Album Review: T.I. – Fuck a Mixtape

[Mixtape; 2010]

Fuck a mixtape. Fuck a mixtape? Well, if you feel that way, T.I., howabout fuck a review? Although he’s – fairly – Lil Wayne’s only real competitor for King of the South, T.I. can’t do what Weezy can. Lil Wayne is crazy – the man stores verses away in his head moment by moment so he can sporadically spit them whenever and over whatever possible (the mother fucker is spitting freestyles out of jail, also appearing on this very mixtape). T.I. just doesn’t work like that – he’s focused on the business, man, forget all the prefixes, suffixes, and affixes, T.I. is very comfortable having ceilings on his mansion. So he’s out now that Wayne’s in, has shit on his chest on a reputation to retain, so he’s giving us this mixtape…but you know, fuck it.

That attitude informs this entire tape. You ask T.I., he should be doing bigger things, but hey, why not. Throughout the tape, people (including Jamie Foxx, who is still acting like he’s the new black) call in to ask T.I. why he’s wasting time with a mixtape, and ask where the album is. The mixtape has been going back and forth. Weezy’s obsession with them along with the boost So Far Gone and Beam Me Up Scotty gave their respective Young Money newbie creators have proved them still viable career support, but many of the biggest MCs have largely left them behind.
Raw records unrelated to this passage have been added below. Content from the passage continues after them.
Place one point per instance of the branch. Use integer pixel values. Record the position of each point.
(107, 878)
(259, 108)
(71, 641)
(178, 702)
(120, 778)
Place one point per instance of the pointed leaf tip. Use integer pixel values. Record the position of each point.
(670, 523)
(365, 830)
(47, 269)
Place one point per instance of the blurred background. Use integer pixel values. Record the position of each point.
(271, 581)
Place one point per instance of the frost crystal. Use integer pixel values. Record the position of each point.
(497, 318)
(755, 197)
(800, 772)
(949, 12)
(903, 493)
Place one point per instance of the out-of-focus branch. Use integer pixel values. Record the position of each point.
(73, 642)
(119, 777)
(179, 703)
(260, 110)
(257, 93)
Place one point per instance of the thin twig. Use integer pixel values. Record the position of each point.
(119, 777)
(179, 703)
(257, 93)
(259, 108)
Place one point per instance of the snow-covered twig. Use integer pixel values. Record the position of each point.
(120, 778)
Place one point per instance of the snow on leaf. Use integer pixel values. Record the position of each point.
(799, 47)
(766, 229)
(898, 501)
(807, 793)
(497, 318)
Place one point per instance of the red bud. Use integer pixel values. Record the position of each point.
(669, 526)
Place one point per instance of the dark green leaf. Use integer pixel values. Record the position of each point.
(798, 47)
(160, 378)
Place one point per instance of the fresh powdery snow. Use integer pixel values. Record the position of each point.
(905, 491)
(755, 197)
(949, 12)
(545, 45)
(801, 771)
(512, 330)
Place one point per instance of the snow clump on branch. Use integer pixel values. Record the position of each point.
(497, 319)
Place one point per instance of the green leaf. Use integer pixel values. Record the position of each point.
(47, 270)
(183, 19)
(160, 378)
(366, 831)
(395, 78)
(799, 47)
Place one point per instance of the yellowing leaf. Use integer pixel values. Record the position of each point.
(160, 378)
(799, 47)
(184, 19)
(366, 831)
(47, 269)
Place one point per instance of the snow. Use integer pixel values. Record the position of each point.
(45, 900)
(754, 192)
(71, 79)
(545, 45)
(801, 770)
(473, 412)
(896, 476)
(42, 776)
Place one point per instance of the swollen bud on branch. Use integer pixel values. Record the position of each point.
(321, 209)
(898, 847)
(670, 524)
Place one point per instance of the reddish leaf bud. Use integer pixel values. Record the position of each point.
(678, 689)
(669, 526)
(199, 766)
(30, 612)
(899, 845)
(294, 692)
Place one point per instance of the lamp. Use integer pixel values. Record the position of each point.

Well, according to the man himself, he has over 150 tracks lying around hoping to make that effort, so these songs may full well simply be the cuts which weren’t quite good enough.

Mixtapes are often an artist’s attempt to reach their potential “real” fan base; you’ll notice the lack of choruses and so on. T.I., however, openly sneers at this, threatening those who compare his mixtape to his album. You can’t really disagree with him – the Jim Jonsin produced “Get Yo Girl” is just about as chart-ready as any T.I. single, aside from its brutal nature (essentially, just dissing some other guy’s girl). The surprisingly decent Timbaland-produced “Here We Go Again”, No I.D.’s “Ready Set Go” (which spots Killer Mike, no less), and the Young Jeezy featuring “No Competition” are among the production highlights.
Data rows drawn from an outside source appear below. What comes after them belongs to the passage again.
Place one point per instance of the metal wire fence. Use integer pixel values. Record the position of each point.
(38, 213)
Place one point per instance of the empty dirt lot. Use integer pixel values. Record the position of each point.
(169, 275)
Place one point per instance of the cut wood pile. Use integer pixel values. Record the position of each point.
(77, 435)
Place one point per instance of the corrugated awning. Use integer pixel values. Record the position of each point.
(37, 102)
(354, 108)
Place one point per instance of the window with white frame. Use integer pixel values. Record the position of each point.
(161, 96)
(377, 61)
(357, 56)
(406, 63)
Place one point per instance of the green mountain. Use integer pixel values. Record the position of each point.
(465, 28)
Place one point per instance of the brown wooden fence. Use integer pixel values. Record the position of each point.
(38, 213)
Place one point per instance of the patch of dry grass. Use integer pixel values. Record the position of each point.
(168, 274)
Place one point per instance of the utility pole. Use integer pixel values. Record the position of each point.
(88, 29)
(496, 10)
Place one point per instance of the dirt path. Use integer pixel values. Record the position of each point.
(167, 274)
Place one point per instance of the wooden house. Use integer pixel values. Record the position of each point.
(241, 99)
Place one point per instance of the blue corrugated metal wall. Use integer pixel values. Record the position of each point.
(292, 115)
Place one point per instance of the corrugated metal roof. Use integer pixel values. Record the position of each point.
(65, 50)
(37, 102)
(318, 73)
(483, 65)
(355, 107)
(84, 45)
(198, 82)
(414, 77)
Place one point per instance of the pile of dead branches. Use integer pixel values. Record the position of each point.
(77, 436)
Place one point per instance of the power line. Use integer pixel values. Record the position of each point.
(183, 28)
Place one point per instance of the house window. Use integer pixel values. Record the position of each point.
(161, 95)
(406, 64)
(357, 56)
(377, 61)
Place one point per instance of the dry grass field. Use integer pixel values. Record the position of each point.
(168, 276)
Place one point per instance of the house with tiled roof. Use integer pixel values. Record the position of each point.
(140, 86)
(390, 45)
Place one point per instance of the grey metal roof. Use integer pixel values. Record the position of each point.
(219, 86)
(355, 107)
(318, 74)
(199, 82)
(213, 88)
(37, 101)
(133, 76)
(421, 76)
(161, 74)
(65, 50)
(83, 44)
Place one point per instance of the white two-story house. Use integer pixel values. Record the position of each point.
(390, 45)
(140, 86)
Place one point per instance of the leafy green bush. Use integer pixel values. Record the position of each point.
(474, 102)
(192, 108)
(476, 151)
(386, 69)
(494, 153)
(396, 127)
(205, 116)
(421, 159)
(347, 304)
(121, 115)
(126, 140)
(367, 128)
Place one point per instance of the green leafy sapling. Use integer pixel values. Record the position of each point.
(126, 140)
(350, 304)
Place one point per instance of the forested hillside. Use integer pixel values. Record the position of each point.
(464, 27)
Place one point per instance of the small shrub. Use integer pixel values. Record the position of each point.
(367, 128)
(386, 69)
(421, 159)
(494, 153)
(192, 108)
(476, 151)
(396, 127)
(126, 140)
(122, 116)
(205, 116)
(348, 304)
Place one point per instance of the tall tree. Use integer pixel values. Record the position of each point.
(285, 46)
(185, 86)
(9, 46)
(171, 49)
Generally, the mixtape is about what you’d expect from any given one. There’s the annoyingly typical, “Gangsta Grillz!” shouting everywhere, and more than ever I wish DJ Drama would quiet it down. Mixtape shoutouts are like advertisements on free porn: they’re not making anyone any money, and just irritate the people peeping the talent. The beats are passable, but only a few struck as doing anything more than the bare necessities. They provide rough platforms for the freed MC to simply get his damn words to the people and that itself is T.I.’s passion here, alongside his simultaneous scoffing at the outlet. T.I. himself ranges across the board throughout the mixtape, dropping lines like, “I’m gonna reign forever, better get an umbrella,” to lazily spitting duds such as, “Sour niggas give me lemons, I make lemonade.” This is really nothing new though, T.I. is one talented MC, but he’s nothing if not spotty line to line, moments of brilliance follow moments that tire. He says the mixtape is him tossing out songs to those who have made him feel missed, and that he doesn’t really care about releasing the material, that he’ll drop it when he feels truly missed. It’s a double-edged sword, and while it’s nice to simply hear the rapper back to doin’ it, nothing on here surpasses the singles already released (two of which in fact appear here) from the hopeful classic King Uncaged.